Abstrak
Nil Equivalent Dan Zero Equivalent Pada Terjemahan Folklor Sastra Sunda Ke Dalam Bahasa Inggris: Kajian Penerjemahan
Erlina, M.Hum Dan Taufiq Hanafi, M.A
Unpad
Indonesia
Unpad
folklor, folklore, nil equivalent, penerjemahan, translation, zero equivalent
Faktor utama terwujudnya reformulasi dan transformasi kebudayaan Sunda adalah pengayaan informasi yang tidak hanya bergantung kepada teknologi komunikasi tetapi juga pada distribusi linguistik unsur utama kebudayaan, yakni bahasa. Distribusi linguistik inilah yang memegang peranan terpenting bagi keberlangsungan sebuah entitas, dalam hal ini kebudayaan, dan dalam konteks yang lebih sempit lagi adalah kebudayaan Sunda. Akan tetapi, ekslusivitas budaya Sunda menjadikan diseminasi seluruh aspek kebudayaannya bergerak dalam lingkup yang tidak luas dengan aksesibilitas yang rendah.
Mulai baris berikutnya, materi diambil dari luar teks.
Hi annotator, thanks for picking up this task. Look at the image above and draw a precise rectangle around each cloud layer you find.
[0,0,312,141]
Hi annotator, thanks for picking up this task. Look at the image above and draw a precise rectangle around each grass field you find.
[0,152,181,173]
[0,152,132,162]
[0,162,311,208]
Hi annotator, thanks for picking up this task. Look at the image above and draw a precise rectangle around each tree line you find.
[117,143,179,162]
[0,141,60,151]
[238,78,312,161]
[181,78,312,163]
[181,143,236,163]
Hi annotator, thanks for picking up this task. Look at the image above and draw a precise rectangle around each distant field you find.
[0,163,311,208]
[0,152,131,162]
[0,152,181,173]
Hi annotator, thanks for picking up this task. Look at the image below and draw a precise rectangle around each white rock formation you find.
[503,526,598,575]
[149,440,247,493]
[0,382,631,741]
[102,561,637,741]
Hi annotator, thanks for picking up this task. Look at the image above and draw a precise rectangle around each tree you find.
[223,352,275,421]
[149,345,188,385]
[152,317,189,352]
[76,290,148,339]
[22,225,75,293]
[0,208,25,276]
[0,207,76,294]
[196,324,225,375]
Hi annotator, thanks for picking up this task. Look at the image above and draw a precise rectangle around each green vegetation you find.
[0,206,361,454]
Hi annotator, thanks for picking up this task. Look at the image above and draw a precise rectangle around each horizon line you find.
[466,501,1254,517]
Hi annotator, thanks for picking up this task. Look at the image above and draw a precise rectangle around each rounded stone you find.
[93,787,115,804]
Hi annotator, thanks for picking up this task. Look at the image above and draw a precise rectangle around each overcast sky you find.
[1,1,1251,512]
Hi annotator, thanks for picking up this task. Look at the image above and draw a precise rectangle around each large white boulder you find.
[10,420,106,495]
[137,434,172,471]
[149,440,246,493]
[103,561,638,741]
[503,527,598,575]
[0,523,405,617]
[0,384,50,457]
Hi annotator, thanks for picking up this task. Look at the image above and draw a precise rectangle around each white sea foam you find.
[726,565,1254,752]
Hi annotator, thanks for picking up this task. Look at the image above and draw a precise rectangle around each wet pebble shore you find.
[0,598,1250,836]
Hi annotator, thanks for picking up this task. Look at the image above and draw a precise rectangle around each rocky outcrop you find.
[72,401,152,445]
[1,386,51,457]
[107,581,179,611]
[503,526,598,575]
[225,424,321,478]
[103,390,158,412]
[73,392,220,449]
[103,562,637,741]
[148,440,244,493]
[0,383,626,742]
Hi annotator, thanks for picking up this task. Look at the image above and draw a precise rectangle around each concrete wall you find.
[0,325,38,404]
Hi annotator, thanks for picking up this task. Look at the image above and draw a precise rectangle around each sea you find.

Hal ini ditambah dengan penerjemahan seluruh teks informatif tentang Sunda yang hanya menyentuh permukaannya saja dan tidak mendalam atau tanpa memperhatikan situasi yang melatari terciptanya bagian informasi tentang Sunda tersebut. Alih-alih menjadi kaya, Sunda justru menjadi tidak inklusif dan menjauh dari dunia luar.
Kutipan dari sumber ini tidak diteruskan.